Both his sadism and spirituality culminate at an outdoor dinner party that Terrance is hosting. The party’s “entertainment”: The brutal whipping of a runaway slave recently captured and returned. After the slave (Big Anthony, he’s called) is almost whipped to death—his torso a mass of shredded meat—he calls the rest of his slaves in from the field and treats them to a sermon. As workers stack wood under Big Anthony’s feet, Terrance opens his Bible, takes off his hat and begins to read from 1 Timothy 6.

Let all who are under a yoke as slaves regard their own masters as worthy of all honor, so the name of God and the teachings may not be reviled. Those who have believing masters must not be disrespectful on the ground that they are brothers; rather they must serve all the better, since those who benefit from their good service are believers and beloved. Teach and urge these things.

As Big Anthony screams, “No more mercy, no more slaves” and shouts curses at Terrance, the slaveowner holds the Bible aloft and again reminds his captive congregation of Paul’s words.

“What is the penalty for disobeying the word of God?” Terrance says, as he lights his pipe and holds the match out. “Damnation and eternal fire.”

And with that, he tosses the match onto the fuel-soaked logs underneath Big Anthony, setting both ablaze.

It’s then that Cora makes her decision to run away with a fellow slave, Caesar—to leave Terrance Randall and his horrific interpretation of Scripture behind.

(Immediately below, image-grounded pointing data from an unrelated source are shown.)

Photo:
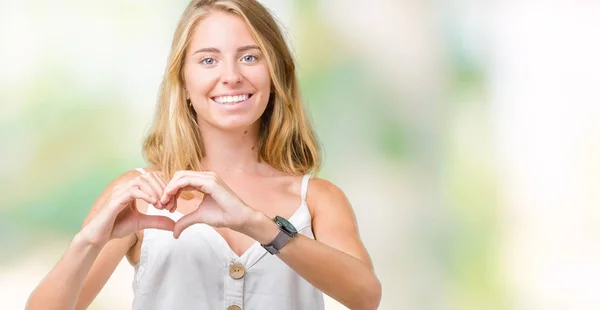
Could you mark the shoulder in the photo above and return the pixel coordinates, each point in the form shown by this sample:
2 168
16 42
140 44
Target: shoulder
320 189
325 197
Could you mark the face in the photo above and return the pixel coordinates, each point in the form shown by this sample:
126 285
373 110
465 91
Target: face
226 74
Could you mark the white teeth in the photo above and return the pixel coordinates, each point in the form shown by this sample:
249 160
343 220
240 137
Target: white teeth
231 99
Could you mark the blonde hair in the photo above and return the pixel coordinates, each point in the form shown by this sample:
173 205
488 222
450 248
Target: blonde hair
286 139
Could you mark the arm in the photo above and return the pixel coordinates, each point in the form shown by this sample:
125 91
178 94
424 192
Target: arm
107 234
351 279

The Bible is a curious, and sometimes seemingly contradictory, book. Ever since it was compiled, Christians have often ignored the book’s overarching, undergirding messages in favor of delicately chosen verses that can reinforce our own prejudices and inclinations.

Those early biblical writers took the world as it was. They tried to teach believers how to follow Christ in spite of that world’s fallenness, and in Paul’s day, slavery was a fact of life in the entire known world. And yet, in the midst of that, Paul and the Bible reminded us that, in Christ, we are all brothers—that a slave is not inferior, nor an owner superior in God’s eyes. “There is neither Jew nor Greek, there is neither slave nor free, there is no male and female, for you are all one in Christ Jesus,” Paul writes to the Galatians. Terrance clearly missed that part.

That ethos of equality has been embraced by many believers throughout history. Christianity was a prime driving force of the abolitionist movement both here and abroad, and many of its most outspoken activists were preachers.

But many Christians took Terrance’s passage from 1 Timothy to declare that God Himself ordained slavery. Indeed, the Southern Baptist Convention—now the largest Protestant denomination in the U.S.—split from its northern brethren over the issue. The convention is still struggling with its racist past (which a 2018 Southern Baptist report acknowledged went “well into the 20th Century”), and some prominent Christians have left the denomination because they feel it hasn’t done enough to rectify it.

Certainly, racism isn’t the only arena in which Christians have twisted God’s words and intention. History is littered with examples. And the response is predictable. Many would-be believers, like Cora, run away.

Sin is a terrible thing, always. But when you try to dress sin in the clothes of a saint, or paint evil as the Word or wishes of God, we move on an altogether more terrible plane. Dante’s deepest circles of hell were often populated by nominal Christians. Jesus warned us to be aware of false prophets, telling us we can “recognize them by their fruits.”

“Even Satan disguises himself as an angel of light,” Paul wrote in 2 Corinthians. It’s telling that Terrance, as he gives his diabolical sermon, wears all white.